Figure 2Identification and validation of antigen-specificity of cit-TNC specific TCRs: (a) The number of sorted cells that gave productive TCRs after sequencing are shown with cit-TNC22/56 specific cells in burgundy and cit-TNC17/45 specific TCRs in blue color (top panel). Clustering of TCRs using CDR3αβ amino acid sequences showed the exact number of TCRs obtained for the two specificity groups in each patient (bottom panel). Collectively, we could retrieve TCR sequences for cit-TNC17/45 specificity from 3 patients, and cit-TNC22/56 from 7 samples. (b) Demonstration of a cit-TNC22 specific CD4 + T cell expansion from peripheral blood. Tetramer staining at day 9 showed an expansion of cit-TNC22 specific CD4 + T cells, comprising one dominant TCR. Transient artificial re-expression of the TCR into HEK293T cells confirmed binding to its cognate tetramer (x-axis), but not to another epitope from cit-TNC17 (y-axis). (c) Stable re-expression of same TCR into 58αβ TCR-negative cell line expressing NFAT-GFP reporter demonstrated responsiveness towards cit-TNC22 loaded HLA-DRB1*04:01 monomers, both in proportion of NFAT + cells and of NFAT-GFP median fluorescence intensity (MFI) after stimulation with cit-TNC22 (red symbols) but not with the irrelevant cit-TNC17 peptide-monomer complexes (green symbols). Anti-CD3/CD28 stimulation is shown in blue color. X axis depicts different amounts of peptide-monomer complexes used for coating the plates. (d) Figure shows the recovery of TCRs belonging to each of the two specificity groups (cit-TNC17/45 or cit-TNC22/56) from both PB and SF from different patients, where each color represents TCRs derived from a different patient. (e) First panel shows TCR repertoire of expanded cit-TNC specific T cells. In total, 19 expanded TCR clones were found in 8 RA patients (4 PB, 4 SF), with varying extent of expansion. Each color in the figure indicates TCRs coming from different patients. Second panel shows all expanded TCRs in context of fine-specificity group (red = cit-TNC22/56 specific, blue = cit-TNC17/45 specific). Among the expanded clones, 9 TCR clones were specific for cit-TNC22/56, while 10 were cit-TNC17/45 specific. Last panel shows the extent of expansion of TCR clones within PB (top) and SF (bottom) compartments, where both sites showed expanded TCR clones.
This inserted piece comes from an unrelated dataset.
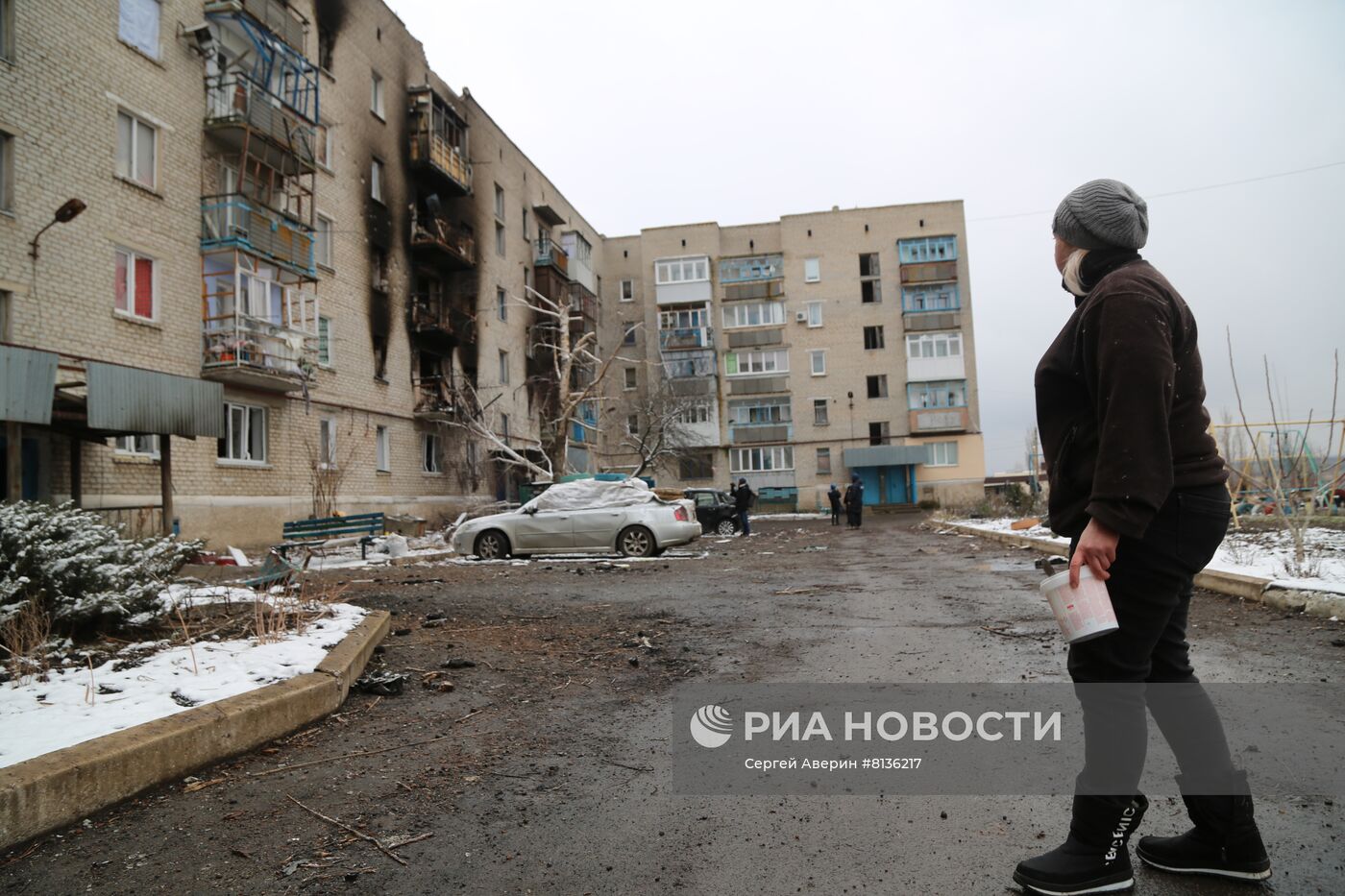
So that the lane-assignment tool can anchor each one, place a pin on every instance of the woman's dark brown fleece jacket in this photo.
(1120, 401)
Figure 3Features of cit-TNC specific TCR repertoire in RA: (a) Sharing of amino acid sequences in the TCR-CDR3 beta was found between 3 different patients and within 7/8 patients. Shared TRBV and TRBJ gene usage patterns are shown in the context of the different patient samples and citrullinated antigens. Only cit-TNC22/56 specific CDR3 sequences showed sharing between patients. (b) Sharing of exact CDR3α (left column) or CDR3β (right column) amino acid sequences between different TCRs as shown for TNC17/45 sequences (upper row), and TNC22/56 (bottom row). The protruding arms in the figure represent shared TCRs where each color signifies a different sample. (c) The figure shows CDR3 consensus sequences (logos) obtained using TCRdist, where amino acids are marked according to their source genes. The first panel shows the comparison of patterns in the CDR3 alpha chain of cit-TNC 22/56 specific repertoire in SF (left column) and all (SF + PB) samples (right column). The second panel shows the patterns in CDR3 beta sequences. For both alpha and beta, the patterns shared between PB and SF of different samples are marked with connecting lines, while SF restricted and PB restricted patterns are marked in green and red asterisks respectively. (d) Principal component analysis (PCA) of TRBV gene usage between all cit-TNC22/56-specific TCRs shows differential distribution of TRBV20-1 gene (red) while other gene segments display considerable overlap. (e) Paired alpha/beta TCR gene usage patterns of cit-TNC22/56 specific expanded TCRs from the four patients are shown on the right. The gene usage pattern (alpha on the left and beta to the right) show genes in order of their prevalence (top color representing maximum proportion). TRBV20-1 (left side in red) was the most used BV gene and paired gene-usage patterns showed similarities among different cit-TNC22/56-specific TCRs from different RA patients.